Vitiligo is an acquired autoimmune disease — loss of epidermal melanocyte function results in sharply demarcated depigmented patches.Not contagious, but with familial predisposition (about 20–30% of patients have a family history). Often co-occurs with thyroid disease and other autoimmune conditions; active screening is recommended.
What is Vitiligo?
Vitiligo is a chronic autoimmune disease in which the immune system attacks melanocytes (pigment cells), producing sharply demarcated white patches.

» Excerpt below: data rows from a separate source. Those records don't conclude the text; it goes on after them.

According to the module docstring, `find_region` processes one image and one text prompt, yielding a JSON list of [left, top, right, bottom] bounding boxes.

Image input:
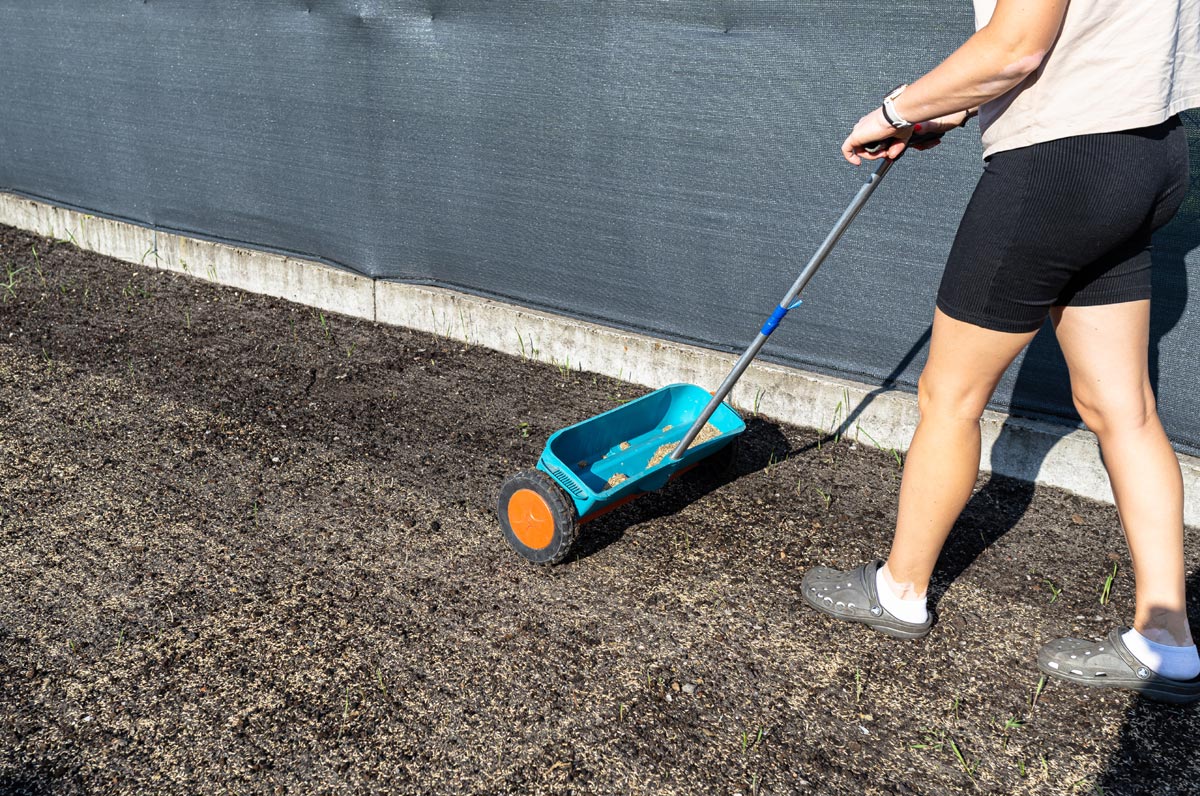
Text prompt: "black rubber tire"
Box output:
[[497, 469, 579, 565]]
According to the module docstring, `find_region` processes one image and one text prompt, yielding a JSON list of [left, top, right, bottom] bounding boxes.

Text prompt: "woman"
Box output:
[[802, 0, 1200, 703]]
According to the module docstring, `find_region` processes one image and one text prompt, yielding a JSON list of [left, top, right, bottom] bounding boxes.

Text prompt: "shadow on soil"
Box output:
[[0, 766, 73, 796], [570, 417, 792, 562]]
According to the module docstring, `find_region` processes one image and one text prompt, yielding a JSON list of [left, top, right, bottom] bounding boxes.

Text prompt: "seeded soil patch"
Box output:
[[1, 225, 1198, 795]]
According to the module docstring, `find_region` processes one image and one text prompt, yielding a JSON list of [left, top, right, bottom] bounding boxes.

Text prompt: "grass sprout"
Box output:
[[1031, 675, 1047, 707], [815, 486, 831, 510], [1100, 561, 1118, 605], [2, 262, 27, 302], [31, 245, 46, 285], [948, 738, 978, 783], [740, 725, 764, 754]]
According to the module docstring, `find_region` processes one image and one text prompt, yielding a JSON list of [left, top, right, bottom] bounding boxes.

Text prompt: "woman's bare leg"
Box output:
[[1051, 300, 1192, 646], [882, 308, 1038, 598]]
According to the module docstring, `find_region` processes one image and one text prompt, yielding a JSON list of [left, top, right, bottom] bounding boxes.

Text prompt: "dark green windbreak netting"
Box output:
[[2, 1, 1197, 454]]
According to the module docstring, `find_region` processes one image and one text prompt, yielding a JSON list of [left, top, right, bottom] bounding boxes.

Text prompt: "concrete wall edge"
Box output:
[[3, 191, 1195, 525]]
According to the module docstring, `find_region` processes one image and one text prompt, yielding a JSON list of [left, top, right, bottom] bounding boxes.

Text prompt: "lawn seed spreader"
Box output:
[[498, 154, 900, 564]]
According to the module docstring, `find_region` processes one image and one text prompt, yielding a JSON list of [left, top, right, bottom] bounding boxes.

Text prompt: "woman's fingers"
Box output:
[[885, 138, 908, 159], [842, 136, 906, 164], [841, 134, 863, 165]]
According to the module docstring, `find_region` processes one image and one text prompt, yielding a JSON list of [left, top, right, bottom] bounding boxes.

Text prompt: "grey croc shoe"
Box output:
[[801, 559, 932, 640], [1037, 628, 1200, 705]]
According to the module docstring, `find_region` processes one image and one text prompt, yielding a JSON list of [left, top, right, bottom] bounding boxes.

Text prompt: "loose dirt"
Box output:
[[1, 225, 1197, 795]]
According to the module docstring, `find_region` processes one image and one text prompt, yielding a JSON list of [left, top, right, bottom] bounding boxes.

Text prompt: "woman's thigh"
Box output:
[[1050, 300, 1153, 425], [920, 307, 1037, 419]]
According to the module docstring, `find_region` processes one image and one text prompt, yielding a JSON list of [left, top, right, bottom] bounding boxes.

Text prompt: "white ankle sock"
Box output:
[[875, 566, 929, 625], [1121, 628, 1200, 681]]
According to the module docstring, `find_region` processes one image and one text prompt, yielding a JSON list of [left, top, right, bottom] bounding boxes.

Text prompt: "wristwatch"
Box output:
[[880, 84, 913, 130]]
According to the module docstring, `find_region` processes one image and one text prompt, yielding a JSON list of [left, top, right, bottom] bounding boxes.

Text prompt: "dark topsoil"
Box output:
[[1, 224, 1198, 796]]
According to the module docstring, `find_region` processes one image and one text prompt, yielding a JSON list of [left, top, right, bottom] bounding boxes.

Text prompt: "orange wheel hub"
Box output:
[[507, 489, 556, 550]]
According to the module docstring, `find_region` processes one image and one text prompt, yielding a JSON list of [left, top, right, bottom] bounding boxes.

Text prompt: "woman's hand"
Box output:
[[841, 107, 911, 165], [842, 108, 973, 164]]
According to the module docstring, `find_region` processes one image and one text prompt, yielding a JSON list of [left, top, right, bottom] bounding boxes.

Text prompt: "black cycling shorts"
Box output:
[[936, 115, 1190, 333]]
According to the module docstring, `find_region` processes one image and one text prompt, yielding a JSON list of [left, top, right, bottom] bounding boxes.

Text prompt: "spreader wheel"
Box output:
[[498, 470, 579, 565]]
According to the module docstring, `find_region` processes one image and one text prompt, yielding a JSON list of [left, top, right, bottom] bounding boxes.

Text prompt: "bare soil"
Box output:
[[1, 225, 1198, 795]]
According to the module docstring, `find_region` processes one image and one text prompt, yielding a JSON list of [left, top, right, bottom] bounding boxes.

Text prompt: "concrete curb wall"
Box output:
[[4, 191, 1197, 526]]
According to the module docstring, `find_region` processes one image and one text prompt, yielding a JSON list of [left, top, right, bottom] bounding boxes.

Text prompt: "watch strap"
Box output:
[[881, 93, 912, 129]]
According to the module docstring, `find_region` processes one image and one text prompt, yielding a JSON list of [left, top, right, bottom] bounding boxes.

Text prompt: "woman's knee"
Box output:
[[1071, 381, 1157, 435], [917, 371, 992, 423]]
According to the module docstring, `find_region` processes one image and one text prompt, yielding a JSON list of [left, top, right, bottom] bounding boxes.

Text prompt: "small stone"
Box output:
[[1071, 513, 1084, 524], [682, 683, 697, 695], [670, 681, 680, 692]]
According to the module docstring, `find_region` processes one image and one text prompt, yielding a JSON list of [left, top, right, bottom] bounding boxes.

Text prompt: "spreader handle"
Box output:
[[670, 156, 897, 460], [863, 129, 945, 154]]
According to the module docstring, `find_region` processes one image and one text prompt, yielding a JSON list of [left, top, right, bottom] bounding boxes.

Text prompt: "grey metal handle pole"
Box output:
[[670, 155, 897, 460]]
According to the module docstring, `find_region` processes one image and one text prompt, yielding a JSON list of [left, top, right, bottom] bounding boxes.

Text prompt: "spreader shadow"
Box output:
[[566, 416, 791, 562]]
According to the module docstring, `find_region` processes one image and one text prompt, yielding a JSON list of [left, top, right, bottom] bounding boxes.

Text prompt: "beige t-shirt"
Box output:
[[973, 0, 1200, 157]]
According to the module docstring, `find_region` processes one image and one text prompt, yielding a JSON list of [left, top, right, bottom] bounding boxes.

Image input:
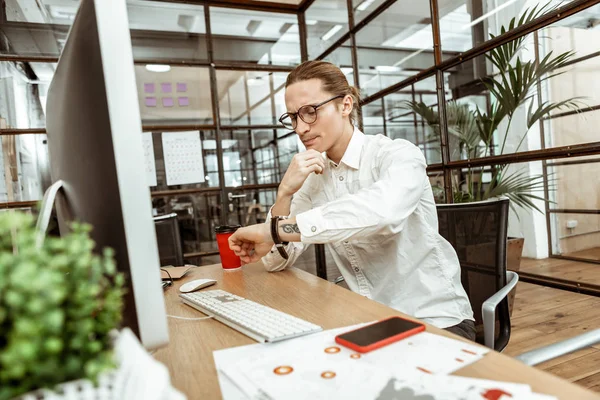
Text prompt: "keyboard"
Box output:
[[180, 289, 322, 343]]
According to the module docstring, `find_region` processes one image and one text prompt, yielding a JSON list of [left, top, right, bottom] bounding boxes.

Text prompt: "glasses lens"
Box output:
[[298, 106, 317, 124], [280, 114, 295, 130]]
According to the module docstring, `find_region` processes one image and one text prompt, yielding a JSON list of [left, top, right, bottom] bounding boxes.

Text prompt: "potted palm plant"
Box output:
[[403, 4, 584, 313]]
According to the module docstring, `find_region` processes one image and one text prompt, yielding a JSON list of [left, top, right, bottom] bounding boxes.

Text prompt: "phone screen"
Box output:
[[337, 317, 423, 347]]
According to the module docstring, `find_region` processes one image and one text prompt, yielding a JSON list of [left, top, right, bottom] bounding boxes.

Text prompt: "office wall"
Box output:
[[546, 26, 600, 256], [3, 0, 600, 269]]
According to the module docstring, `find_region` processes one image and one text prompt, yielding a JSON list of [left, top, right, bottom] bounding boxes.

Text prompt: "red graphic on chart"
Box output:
[[481, 388, 513, 400], [350, 354, 361, 359], [324, 346, 341, 354], [321, 371, 336, 379]]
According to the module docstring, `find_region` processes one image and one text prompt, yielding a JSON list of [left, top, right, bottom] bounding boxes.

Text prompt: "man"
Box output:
[[228, 61, 475, 340]]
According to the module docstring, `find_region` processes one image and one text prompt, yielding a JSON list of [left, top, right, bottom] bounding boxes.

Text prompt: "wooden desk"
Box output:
[[154, 263, 600, 400]]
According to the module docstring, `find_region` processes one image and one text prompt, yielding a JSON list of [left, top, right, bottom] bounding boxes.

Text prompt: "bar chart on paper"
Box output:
[[162, 131, 205, 186]]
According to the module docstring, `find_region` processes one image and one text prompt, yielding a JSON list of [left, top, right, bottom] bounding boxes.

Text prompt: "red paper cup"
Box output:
[[215, 225, 242, 270]]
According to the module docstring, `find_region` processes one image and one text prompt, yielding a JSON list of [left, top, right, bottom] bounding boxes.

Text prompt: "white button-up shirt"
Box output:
[[263, 127, 474, 328]]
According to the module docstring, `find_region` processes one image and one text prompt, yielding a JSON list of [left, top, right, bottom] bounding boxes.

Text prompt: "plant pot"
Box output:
[[506, 237, 524, 317], [12, 329, 184, 400]]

Lifetime prevalence ~0.5-2%; can occur at any age but most commonly age 10-30. ~25% have a family history of vitiligo or other autoimmunity.
Types
| Type | Features | Course |
|---|---|---|
| Non-segmental (NSV) — most common | Symmetric, bilateral; trunk, hands, face, joints, around orifices | Chronic, can spread |
| Segmental (SV) | Unilateral, follows dermatome; common in children | Stabilizes within 1-2 years; treatment-responsive when stable |
| Universal vitiligo | > 80% body surface depigmented | Severe, often paired with autoimmune comorbidity |
| Mucosal / acrofacial | Lips, areolae, glans, hands, feet | Difficult to treat (limited follicular reservoir) |
Diagnosis
- Clinical exam: porcelain-white, sharply demarcated patches; symmetric (NSV) or unilateral (SV)

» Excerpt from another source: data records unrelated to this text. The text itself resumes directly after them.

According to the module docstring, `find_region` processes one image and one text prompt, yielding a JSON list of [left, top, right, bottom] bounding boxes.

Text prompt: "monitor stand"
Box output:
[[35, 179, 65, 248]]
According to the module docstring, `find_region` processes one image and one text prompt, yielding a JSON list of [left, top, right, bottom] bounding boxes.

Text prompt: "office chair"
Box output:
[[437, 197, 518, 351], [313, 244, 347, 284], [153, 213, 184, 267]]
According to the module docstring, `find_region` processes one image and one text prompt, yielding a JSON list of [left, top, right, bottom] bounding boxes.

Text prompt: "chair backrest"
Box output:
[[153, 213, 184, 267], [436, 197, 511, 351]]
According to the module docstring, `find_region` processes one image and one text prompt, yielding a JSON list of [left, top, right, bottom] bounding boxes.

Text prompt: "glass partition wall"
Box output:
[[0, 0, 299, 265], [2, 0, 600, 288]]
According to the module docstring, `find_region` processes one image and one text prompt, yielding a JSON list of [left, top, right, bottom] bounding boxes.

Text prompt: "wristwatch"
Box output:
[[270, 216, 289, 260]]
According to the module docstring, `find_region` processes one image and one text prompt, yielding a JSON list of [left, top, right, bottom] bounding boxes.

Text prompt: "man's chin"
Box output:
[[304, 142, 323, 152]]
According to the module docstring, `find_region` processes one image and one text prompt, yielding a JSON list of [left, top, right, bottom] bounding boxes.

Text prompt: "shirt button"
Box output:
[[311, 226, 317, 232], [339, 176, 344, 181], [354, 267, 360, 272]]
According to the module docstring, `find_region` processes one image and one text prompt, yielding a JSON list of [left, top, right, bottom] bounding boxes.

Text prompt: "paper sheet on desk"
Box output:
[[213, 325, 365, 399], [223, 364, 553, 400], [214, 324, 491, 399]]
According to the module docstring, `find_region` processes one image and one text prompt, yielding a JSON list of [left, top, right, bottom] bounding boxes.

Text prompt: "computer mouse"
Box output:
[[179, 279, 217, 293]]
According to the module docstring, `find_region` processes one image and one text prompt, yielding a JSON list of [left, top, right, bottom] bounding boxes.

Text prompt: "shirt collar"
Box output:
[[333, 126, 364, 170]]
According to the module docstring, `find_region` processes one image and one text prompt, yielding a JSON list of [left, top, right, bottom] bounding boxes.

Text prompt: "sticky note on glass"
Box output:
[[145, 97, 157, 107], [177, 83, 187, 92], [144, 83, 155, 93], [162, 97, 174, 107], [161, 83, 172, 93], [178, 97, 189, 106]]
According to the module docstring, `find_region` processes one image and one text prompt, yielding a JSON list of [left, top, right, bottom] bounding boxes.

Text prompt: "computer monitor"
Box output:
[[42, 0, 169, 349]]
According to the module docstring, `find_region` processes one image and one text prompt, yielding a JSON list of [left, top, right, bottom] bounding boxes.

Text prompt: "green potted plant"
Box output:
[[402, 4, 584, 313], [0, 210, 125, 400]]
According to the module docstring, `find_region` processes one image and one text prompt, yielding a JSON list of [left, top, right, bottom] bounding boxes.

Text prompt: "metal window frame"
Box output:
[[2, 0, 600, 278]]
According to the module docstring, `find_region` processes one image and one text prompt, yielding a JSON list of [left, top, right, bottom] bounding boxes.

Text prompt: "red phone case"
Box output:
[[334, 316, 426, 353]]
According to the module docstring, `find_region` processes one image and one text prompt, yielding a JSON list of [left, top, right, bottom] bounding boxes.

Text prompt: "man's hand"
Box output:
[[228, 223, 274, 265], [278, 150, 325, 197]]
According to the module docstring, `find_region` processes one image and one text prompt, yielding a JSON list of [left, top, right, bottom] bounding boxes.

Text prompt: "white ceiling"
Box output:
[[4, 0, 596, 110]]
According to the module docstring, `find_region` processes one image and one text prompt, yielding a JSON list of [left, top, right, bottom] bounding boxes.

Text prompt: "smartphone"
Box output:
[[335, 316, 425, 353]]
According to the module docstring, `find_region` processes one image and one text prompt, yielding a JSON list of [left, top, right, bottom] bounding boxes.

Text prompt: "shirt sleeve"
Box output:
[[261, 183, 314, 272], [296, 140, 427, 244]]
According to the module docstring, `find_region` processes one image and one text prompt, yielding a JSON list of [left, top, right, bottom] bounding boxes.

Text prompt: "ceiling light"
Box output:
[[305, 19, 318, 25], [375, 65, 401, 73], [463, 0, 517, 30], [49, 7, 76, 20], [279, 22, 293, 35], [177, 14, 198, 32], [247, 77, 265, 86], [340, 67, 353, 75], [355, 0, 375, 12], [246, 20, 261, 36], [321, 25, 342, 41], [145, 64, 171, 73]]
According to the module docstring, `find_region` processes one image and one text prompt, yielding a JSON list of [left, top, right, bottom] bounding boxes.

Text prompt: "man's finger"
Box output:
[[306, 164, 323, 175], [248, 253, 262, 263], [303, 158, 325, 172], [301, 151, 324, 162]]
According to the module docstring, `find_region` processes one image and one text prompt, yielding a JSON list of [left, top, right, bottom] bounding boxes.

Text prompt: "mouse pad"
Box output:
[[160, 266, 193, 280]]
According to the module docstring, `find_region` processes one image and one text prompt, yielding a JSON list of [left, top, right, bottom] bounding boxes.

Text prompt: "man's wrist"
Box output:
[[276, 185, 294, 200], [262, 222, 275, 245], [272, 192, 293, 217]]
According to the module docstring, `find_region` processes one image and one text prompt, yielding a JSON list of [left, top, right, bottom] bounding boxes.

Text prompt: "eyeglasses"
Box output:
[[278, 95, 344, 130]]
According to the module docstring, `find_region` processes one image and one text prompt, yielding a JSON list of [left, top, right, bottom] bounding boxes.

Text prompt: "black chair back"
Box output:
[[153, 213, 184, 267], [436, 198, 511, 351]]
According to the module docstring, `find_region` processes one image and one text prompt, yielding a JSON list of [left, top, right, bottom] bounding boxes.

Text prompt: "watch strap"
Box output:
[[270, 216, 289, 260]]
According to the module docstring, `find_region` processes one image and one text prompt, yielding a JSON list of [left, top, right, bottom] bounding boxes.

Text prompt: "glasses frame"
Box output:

- Wood's lamp (UV-A 365 nm): vitiligo glows bright white-blue, far more visible than under regular light — useful for fair skin and early disease
- Skin biopsy rarely needed; helpful if confused with pityriasis alba, tinea versicolor, post-inflammatory hypopigmentation
- Screen autoimmune comorbidities: thyroid (TSH, anti-TPO), DM, pernicious anemia, Addison's disease
Treatment Strategy
Non-segmental vitiligo
| Severity | 1st-line | 2nd-line / advanced |
|---|---|---|
| Limited (BSA < 3%) | Potent / very potent topical corticosteroid OD (BAD R10, ↑↑); face → tacrolimus 0.1% BID (BAD R12, ↑); reassess at 3–6 months Eleftheriadou 2021, BJD | + NB-UVB / 308 nm excimer; topical Ruxolitinib 1.5% (Opzelura, post-BAD addition: FDA 2022 / EMA 2023) |
| Moderate (BSA 3-10%) | NB-UVB phototherapy 2-3×/wk, may continue up to 1 year (BAD R20, ↑↑); response order face/trunk > limbs > acral Eleftheriadou 2021, BJD | + topical agents; for rapidly progressive disease BAD recommends oral betamethasone 0.1 mg/kg twice weekly + NB-UVB (R17, ↑) |
| Extensive / refractory | NB-UVB + topical/oral therapy | Surgical: cellular grafting (blister grafting / cell suspension) for stable SV/NSV (BAD R25, ↑); mini-punch grafting NOT recommended due to insufficient evidence (BAD Θ); depigmentation in extensive refractory cases (R16) |
JAK inhibitor era (2022 breakthrough)
Topical Ruxolitinib 1.5% cream (Opzelura) is FDA-approved for non-segmental vitiligo aged ≥ 12. TRuE-V1 / V2 phase-3 trials (Rosmarin et al., NEJM 2022): T-VASI50 (50% improvement in target lesion) at week 24 ~ 50%; F-VASI75 (face) ~ 30%. Apply BID, expect first response at 8-12 weeks. Out-of-pocket in Taiwan.
Segmental vitiligo
Standard treatment plus consider surgical melanocyte / mini-punch grafting once stable (≥ 1 year stable). Excellent response in young patients with stable SV.
Prognosis
- Spontaneous repigmentation rare (< 5%) without treatment
- Earlier treatment = better response — start within 6 months of onset for best outcomes
- Face / neck / trunk respond best; hands / feet / lips most resistant (limited follicular reservoir)
- Long-term maintenance often required — vitiligo can relapse
Daily Care
- Sunscreen: BAD 2021 R9 (↑↑) — apply sunscreen with UVA 4–5 star + SPF 50 to affected and surrounding skin before sun exposure Eleftheriadou 2021, BJD. Avoid sunburn (Koebner phenomenon — new vitiligo at trauma sites)
- Camouflage: medical-grade cover makeup (Vichy Dermablend, Covermark) for psychosocial support; BAD R28 supports skin camouflage consultation (↑)
- Vitamin D: BAD R7 (GPP) — for patients avoiding all sun exposure, consider checking serum vitamin D and supplementing D3 10–25 μg/day if low Eleftheriadou 2021, BJD. Topical vitamin D analogues have insufficient evidence (Θ)
- Mental health: vitiligo significantly impacts QoL; consider counseling support
Summary
Vitiligo is treatable but requires patience — repigmentation takes months to years. The 2022 introduction of topical Ruxolitinib has changed the treatment landscape significantly. Early intervention, sun protection, and combined topical-phototherapy are the cornerstones. For stable segmental disease, surgical options offer excellent results.